I learned about 16 years ago on a Solaris course that /usr wasn't "user", I still say "user", but I'm happy to see the information spreading that that isn't what it actually is.
I used to pronounce it like yuzr, knowing that it wasn't user, but not knowing what it was.
Now I have better context. Maybe I'll go with U.S.R.
A pedantic thing to say, surely, but the title really should've been: "Linux Directory Structure" -- 'Linux filesystems' (the title in the graphic) refers to a different topic entirely; the title of this post mitigates the confusion a bit, though still, 'directory structure' is the better term.
Sure but for example I understand that /dev and /proc are actually kind of filesystems on their own
A good first approximation.
So where in this setup would you mount a network share? Or am additional hard drive for storage? The latter is neither removable nor temporary. Also /run
is quite more than what this makes it seem (e.g. user mounts can be located there), there is practically only one system path for executables (/usr/bin
)...
Not saying that the graphic is inherently wrong or bad, but one shouldn't think it's the end all be all.
I always thought /usr was for "user".... TIL
It is, this infographic is wrong. Or I guess technically some other standard could define it like the infographic, but the Filesystem Hierarchy Standard defines it as a secondary hierarchy specifically for user data.
I never understood the title for /usr. Now I do.
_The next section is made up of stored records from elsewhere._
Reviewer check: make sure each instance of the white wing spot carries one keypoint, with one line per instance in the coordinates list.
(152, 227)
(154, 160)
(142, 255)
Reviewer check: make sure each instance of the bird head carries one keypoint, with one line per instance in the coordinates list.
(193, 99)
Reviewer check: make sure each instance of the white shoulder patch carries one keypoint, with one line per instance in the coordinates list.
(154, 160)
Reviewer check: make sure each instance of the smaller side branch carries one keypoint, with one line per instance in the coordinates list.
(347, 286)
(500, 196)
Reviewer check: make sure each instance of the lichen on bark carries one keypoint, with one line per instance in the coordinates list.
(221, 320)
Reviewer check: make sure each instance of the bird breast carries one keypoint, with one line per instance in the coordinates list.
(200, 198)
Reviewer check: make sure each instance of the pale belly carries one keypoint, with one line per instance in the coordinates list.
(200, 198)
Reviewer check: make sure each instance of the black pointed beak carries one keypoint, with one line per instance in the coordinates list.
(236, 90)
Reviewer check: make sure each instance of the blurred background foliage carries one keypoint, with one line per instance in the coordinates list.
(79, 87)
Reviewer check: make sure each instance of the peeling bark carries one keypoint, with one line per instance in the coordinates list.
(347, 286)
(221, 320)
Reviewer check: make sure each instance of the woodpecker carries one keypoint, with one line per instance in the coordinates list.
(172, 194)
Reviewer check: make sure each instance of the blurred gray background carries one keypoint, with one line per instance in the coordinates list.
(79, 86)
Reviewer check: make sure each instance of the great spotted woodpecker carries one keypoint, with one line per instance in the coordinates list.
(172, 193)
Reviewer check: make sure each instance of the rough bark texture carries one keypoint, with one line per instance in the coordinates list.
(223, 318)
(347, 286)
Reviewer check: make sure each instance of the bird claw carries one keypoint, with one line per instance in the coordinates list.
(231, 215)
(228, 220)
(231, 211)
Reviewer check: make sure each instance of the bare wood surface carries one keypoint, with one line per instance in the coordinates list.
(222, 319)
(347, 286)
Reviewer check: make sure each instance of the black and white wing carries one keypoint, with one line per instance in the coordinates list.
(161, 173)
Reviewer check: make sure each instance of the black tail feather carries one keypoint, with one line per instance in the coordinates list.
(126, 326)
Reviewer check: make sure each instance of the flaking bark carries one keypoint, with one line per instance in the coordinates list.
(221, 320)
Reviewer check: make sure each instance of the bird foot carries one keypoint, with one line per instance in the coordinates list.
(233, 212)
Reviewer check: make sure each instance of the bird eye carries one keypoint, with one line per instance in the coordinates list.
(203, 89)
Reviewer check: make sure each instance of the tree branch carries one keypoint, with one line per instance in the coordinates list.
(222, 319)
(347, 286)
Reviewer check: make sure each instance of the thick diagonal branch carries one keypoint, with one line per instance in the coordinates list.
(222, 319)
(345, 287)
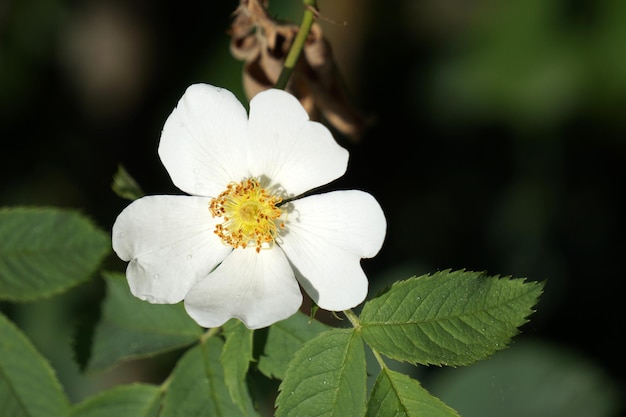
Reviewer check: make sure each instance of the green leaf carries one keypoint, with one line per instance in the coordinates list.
(536, 379)
(235, 359)
(197, 385)
(125, 186)
(137, 400)
(397, 395)
(326, 377)
(448, 318)
(131, 328)
(28, 385)
(284, 339)
(44, 251)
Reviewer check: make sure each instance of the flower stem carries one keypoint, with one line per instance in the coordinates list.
(310, 12)
(356, 323)
(354, 320)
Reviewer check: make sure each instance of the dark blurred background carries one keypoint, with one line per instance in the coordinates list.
(498, 145)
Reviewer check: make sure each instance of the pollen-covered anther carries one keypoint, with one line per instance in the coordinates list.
(249, 213)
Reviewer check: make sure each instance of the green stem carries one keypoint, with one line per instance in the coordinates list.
(356, 323)
(354, 320)
(310, 12)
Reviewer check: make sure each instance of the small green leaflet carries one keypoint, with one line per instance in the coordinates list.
(326, 377)
(448, 318)
(136, 400)
(235, 360)
(197, 387)
(397, 395)
(284, 339)
(44, 251)
(131, 328)
(28, 386)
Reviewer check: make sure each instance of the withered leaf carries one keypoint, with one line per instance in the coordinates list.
(263, 44)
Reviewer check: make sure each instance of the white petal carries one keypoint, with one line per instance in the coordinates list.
(170, 244)
(203, 143)
(257, 288)
(326, 236)
(288, 148)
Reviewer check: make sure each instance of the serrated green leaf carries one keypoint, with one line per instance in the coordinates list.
(136, 400)
(28, 385)
(44, 251)
(284, 339)
(448, 318)
(197, 385)
(131, 328)
(327, 377)
(397, 395)
(235, 359)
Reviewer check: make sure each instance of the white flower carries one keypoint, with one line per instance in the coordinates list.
(244, 238)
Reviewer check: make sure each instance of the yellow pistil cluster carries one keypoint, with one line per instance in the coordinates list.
(250, 215)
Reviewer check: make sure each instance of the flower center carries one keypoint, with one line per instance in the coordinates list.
(250, 215)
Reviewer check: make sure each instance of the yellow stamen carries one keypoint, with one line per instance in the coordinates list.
(249, 213)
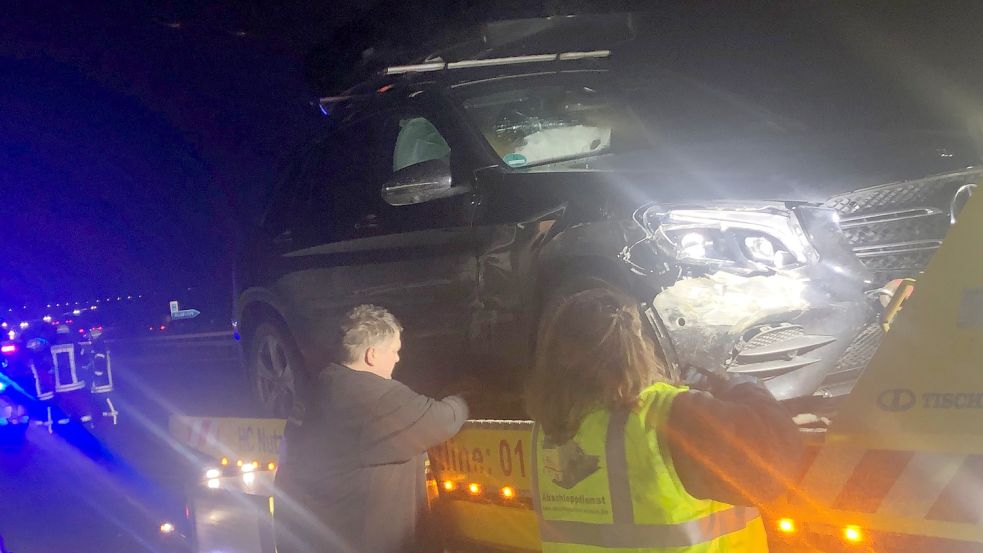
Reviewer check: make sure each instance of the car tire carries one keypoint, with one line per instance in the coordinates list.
(274, 364)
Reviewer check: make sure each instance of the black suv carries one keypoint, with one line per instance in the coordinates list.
(469, 198)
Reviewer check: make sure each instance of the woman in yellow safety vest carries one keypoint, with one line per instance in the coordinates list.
(625, 460)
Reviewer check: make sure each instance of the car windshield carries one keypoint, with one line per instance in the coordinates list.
(537, 125)
(530, 126)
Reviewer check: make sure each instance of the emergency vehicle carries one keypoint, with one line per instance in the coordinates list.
(900, 467)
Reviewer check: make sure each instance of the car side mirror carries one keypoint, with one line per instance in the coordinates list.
(421, 182)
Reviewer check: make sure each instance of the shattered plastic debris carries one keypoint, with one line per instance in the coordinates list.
(726, 299)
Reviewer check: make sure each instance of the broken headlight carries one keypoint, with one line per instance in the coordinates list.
(743, 240)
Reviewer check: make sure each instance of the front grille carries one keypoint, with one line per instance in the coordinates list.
(894, 229)
(856, 357)
(769, 351)
(773, 336)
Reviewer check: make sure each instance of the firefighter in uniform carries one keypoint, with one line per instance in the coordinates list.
(625, 460)
(71, 396)
(98, 371)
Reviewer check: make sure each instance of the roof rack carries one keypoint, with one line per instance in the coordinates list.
(326, 101)
(441, 65)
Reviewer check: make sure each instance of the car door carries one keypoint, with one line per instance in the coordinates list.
(423, 266)
(416, 260)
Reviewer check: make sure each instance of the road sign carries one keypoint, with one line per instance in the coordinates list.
(177, 313)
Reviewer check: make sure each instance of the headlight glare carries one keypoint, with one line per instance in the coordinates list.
(760, 248)
(740, 239)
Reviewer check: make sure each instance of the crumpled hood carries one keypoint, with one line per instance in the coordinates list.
(797, 168)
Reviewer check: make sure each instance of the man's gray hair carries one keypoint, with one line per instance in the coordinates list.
(366, 326)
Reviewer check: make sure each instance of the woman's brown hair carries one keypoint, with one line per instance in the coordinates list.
(592, 355)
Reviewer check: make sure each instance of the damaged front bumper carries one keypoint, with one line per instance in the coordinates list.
(789, 325)
(777, 328)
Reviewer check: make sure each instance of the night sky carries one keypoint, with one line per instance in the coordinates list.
(137, 139)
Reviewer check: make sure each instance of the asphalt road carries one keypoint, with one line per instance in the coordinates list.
(108, 491)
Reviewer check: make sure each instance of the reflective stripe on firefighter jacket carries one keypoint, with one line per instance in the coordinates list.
(613, 487)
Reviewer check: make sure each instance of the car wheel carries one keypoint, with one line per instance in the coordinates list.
(274, 366)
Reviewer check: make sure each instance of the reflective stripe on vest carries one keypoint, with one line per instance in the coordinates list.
(623, 532)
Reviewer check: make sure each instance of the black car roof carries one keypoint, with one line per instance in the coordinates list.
(390, 89)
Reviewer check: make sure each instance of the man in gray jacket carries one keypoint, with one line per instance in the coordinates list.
(351, 478)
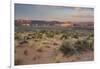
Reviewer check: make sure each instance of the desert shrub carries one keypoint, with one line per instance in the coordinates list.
(40, 50)
(67, 48)
(83, 45)
(18, 61)
(39, 35)
(23, 42)
(75, 36)
(25, 52)
(55, 43)
(50, 34)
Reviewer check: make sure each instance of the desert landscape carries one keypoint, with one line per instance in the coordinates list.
(49, 41)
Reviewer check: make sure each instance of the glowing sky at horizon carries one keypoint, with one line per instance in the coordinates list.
(53, 13)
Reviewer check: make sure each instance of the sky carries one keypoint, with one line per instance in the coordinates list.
(53, 13)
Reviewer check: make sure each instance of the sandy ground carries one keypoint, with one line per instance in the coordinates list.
(46, 51)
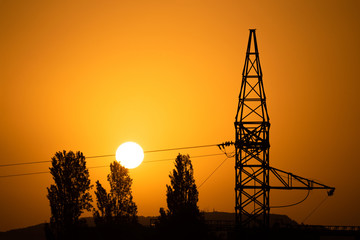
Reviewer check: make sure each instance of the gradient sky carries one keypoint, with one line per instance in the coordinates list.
(90, 75)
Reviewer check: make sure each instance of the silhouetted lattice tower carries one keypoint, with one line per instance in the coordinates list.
(252, 144)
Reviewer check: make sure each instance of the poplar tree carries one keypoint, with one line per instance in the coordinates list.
(117, 206)
(69, 197)
(181, 195)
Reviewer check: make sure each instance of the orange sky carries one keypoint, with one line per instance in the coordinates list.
(90, 75)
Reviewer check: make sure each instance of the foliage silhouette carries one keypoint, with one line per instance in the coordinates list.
(116, 207)
(70, 195)
(183, 215)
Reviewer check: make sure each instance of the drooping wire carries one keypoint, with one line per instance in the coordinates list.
(102, 166)
(112, 155)
(293, 204)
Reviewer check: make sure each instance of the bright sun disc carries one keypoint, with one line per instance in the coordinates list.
(130, 155)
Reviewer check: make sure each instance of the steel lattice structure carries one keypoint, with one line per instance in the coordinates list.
(252, 169)
(252, 143)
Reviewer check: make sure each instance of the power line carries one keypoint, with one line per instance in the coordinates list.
(112, 155)
(102, 166)
(293, 204)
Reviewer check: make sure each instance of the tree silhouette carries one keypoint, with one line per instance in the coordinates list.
(70, 195)
(182, 197)
(117, 206)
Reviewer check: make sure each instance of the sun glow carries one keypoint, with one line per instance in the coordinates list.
(130, 155)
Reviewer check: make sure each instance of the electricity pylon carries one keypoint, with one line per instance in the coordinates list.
(252, 169)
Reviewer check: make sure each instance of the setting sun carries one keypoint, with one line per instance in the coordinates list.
(130, 155)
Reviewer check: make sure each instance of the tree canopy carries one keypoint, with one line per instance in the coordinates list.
(182, 194)
(70, 195)
(117, 206)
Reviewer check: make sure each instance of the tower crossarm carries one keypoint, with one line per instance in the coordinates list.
(291, 181)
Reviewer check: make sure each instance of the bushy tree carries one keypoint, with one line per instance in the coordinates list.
(117, 206)
(70, 195)
(181, 196)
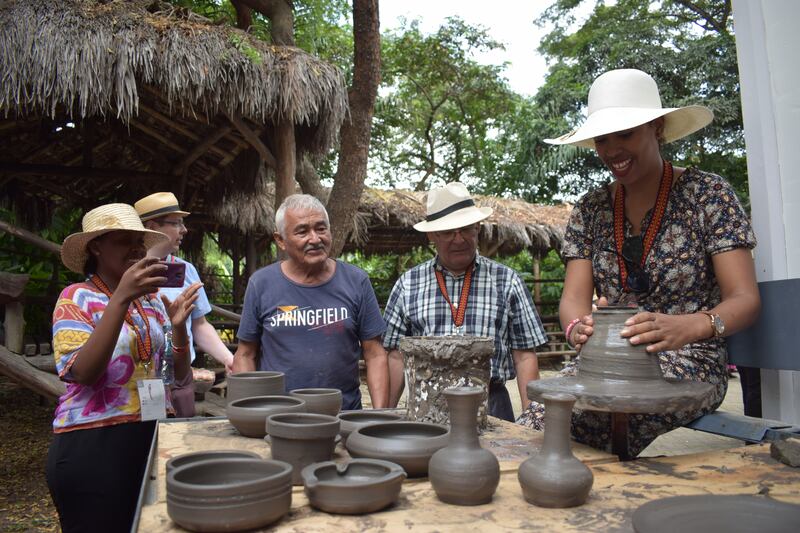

Thanks!
This email explains it in detail: http://lists.busybox.net/pipermail/busybox/2010-December/074114.html
TLDR: /usr
stands for user
It feels like /opt
's official meaning is completely lost on developers/packagers (depending on who's at fault), every single directory in my /opt
belongs to standalone software that should just be put into either /usr/lib
or /usr/share
with some symlinks or scripts into /usr/bin
.
Visualizing it like this makes it so clear how incredibly outdated this design is.
What is outdated?
Fun fact: you get more accurate info by simply running man hier
Would like an easy way to remember.
- mnt = mount
- opt = optional ?
- etc = etcetera ?
- proc = process ?
- srv = server ?
- var = variable ?
/srv stands probably for serve
as in serving static files like static websites. (Source)
More information here: https://refspecs.linuxfoundation.org/FHS_3.0/fhs/index.html
I'm pretty sure sbin
originally meant static binaries and not system binaries lol
Just forwarded this pic to my dad. I'll be guiding him in installing Mint on one of his old Windows desktops this coming Saturday! Wish us luck in the coming years 😂
I have always wondered why there was a developer folder(/dev)
Now i know that the government is trying to make people think it stands for something else so they can replace all programmers with advanced random number generators
immuatables be all about /var
Why is /mnt a "temporary" mounting point? I alwags put my permanent ones there. I'd say /media is temporary...
If my /bin contains exe files, something has gone very wrong somewhere...
Also, all these infographics are a sad casualty of the /usr/bin merge.
honestly /home should has never been created we should have kept user homes in /usr
This needs some modernization and simplification, if Linux ever wants to make it to the mainstream.
This is a much better layout:
/system (contains /boot, /dev, /proc, /run, /sys, /tmp and /var, all the stuff no one ever looks at)
/config (/etc renamed to something sensible)
/apps (contains /bin, /sbin, /usr, /lib and /opt)
/server (renamed /srv, only gets created when needed)
/users (renamed /home, also contains /root now)
No one ever looks at /var? Isn't that where my Apache dir lives? Sorry, I've been off Linux for a while. I think I put Git in there as well.